Siemiatycki (1991) conducted a hypothesis-generating case-control study in Montreal that included male patients with 20 different types of cancer and assessed exposure to 293 substances including titanium dioxide. A more refined analysis of the relationship between titanium dioxide and lung cancer in the Montreal study was later performed by Boffetta et al. (2001) and which incorporated an improved exposure assessment which resulted in several changes to the ascribed exposure status of subjects. Boffetta et al. (2001) included all 857 cases of lung cancer of the original study, but constructed a new group of 1066 controls comprising all 533 population controls and a random sample of 533 of the 1349 cancer controls (subjects with cancers of other organs) included by Siemiatycki (1991). Odds ratios (OR) were adjusted for confounders including smoking history and were not elevated for ever exposure to titanium dioxide (OR=0.9; 95% CI 0.5-1.5; 33 cases) or substantial exposure (OR=1.0; 95% CI 0.3-2.7; 8 cases).

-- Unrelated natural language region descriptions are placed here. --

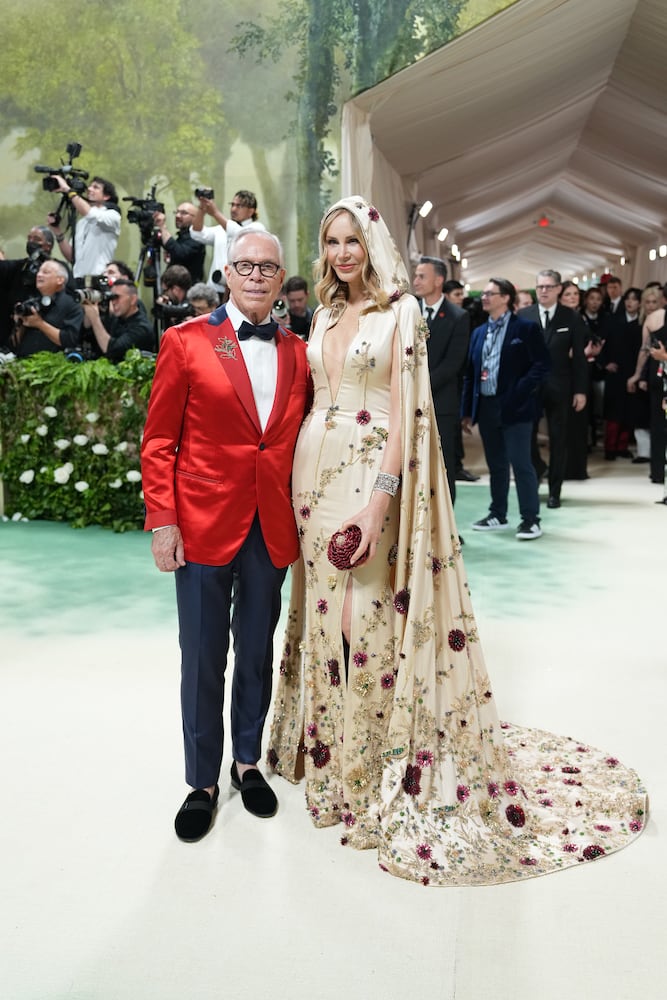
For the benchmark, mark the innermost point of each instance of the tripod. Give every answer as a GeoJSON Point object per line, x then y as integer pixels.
{"type": "Point", "coordinates": [149, 265]}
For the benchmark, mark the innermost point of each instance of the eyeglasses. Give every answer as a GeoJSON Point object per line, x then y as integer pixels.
{"type": "Point", "coordinates": [266, 268]}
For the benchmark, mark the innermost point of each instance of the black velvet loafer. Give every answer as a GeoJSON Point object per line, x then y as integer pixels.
{"type": "Point", "coordinates": [193, 819]}
{"type": "Point", "coordinates": [256, 793]}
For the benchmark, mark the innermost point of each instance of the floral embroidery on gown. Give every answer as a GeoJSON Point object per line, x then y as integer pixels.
{"type": "Point", "coordinates": [407, 752]}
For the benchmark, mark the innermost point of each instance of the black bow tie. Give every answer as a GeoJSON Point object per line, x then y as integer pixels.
{"type": "Point", "coordinates": [266, 331]}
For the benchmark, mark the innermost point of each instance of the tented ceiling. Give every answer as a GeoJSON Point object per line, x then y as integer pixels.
{"type": "Point", "coordinates": [551, 109]}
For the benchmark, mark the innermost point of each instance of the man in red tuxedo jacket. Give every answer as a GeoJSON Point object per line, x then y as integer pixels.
{"type": "Point", "coordinates": [231, 389]}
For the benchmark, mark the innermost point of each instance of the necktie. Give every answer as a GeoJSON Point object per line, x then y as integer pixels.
{"type": "Point", "coordinates": [266, 331]}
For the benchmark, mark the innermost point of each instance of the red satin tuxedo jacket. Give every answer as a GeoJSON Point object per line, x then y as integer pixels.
{"type": "Point", "coordinates": [206, 465]}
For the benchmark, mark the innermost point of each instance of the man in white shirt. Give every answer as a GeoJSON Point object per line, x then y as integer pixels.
{"type": "Point", "coordinates": [243, 214]}
{"type": "Point", "coordinates": [97, 230]}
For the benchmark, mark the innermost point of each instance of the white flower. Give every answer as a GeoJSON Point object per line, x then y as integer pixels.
{"type": "Point", "coordinates": [62, 474]}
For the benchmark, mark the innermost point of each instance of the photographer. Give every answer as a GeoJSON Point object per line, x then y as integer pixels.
{"type": "Point", "coordinates": [17, 278]}
{"type": "Point", "coordinates": [52, 324]}
{"type": "Point", "coordinates": [126, 326]}
{"type": "Point", "coordinates": [96, 233]}
{"type": "Point", "coordinates": [182, 248]}
{"type": "Point", "coordinates": [243, 214]}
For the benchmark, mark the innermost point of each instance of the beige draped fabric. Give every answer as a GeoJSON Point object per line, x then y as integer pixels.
{"type": "Point", "coordinates": [554, 108]}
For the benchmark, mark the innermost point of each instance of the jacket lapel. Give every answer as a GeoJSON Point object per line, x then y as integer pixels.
{"type": "Point", "coordinates": [223, 340]}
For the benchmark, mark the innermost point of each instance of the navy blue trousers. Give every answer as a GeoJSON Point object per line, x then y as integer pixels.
{"type": "Point", "coordinates": [505, 445]}
{"type": "Point", "coordinates": [246, 594]}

The Working Group at IARC concluded that the studies do not suggest an association between occupational exposure to titanium dioxide as it occurred in recent decades in western Europe and North America and risk for cancer (IARC, 2006) and that the epidemiological studies on titanium dioxide provide inadequate evidence of carcinogenicity (Baan et al., 2006).

Since the IARC evaluation, Ramanakumar et al. (2008) has reported on combined results from the case-control study conducted by Siemiatycki (1991) and another large population case control study conducted in Montreal (Ramanakumar et al., 2006) which included 1236 cases of lung cancer (765 males) and 1512 population controls (899 males). OR adjusted for a number of possible confounders including smoking, were calculated using population and cancer controls in the former study, for male and female subjects in the latter study, and for the combined group of 2093 lung cancer cases and 3394 controls. In both studies there was no evidence of excess risk among subjects who had been exposed to titanium dioxide and also in pooled analyses, OR were close to unity for any exposure to titanium dioxide (OR=1.0; 95% CI 0.6-1.7; 76 cases) and substantial exposure (OR=1.2; 95% CI 0.4-3.6; 8 cases). The authors concluded that occupational exposure to titanium dioxide did not produce an excess risk of cancer, consistent with the evaluations of the IARC working group. In summary, no causative link between titanium dioxide exposure and cancer risk in humans has been demonstrated.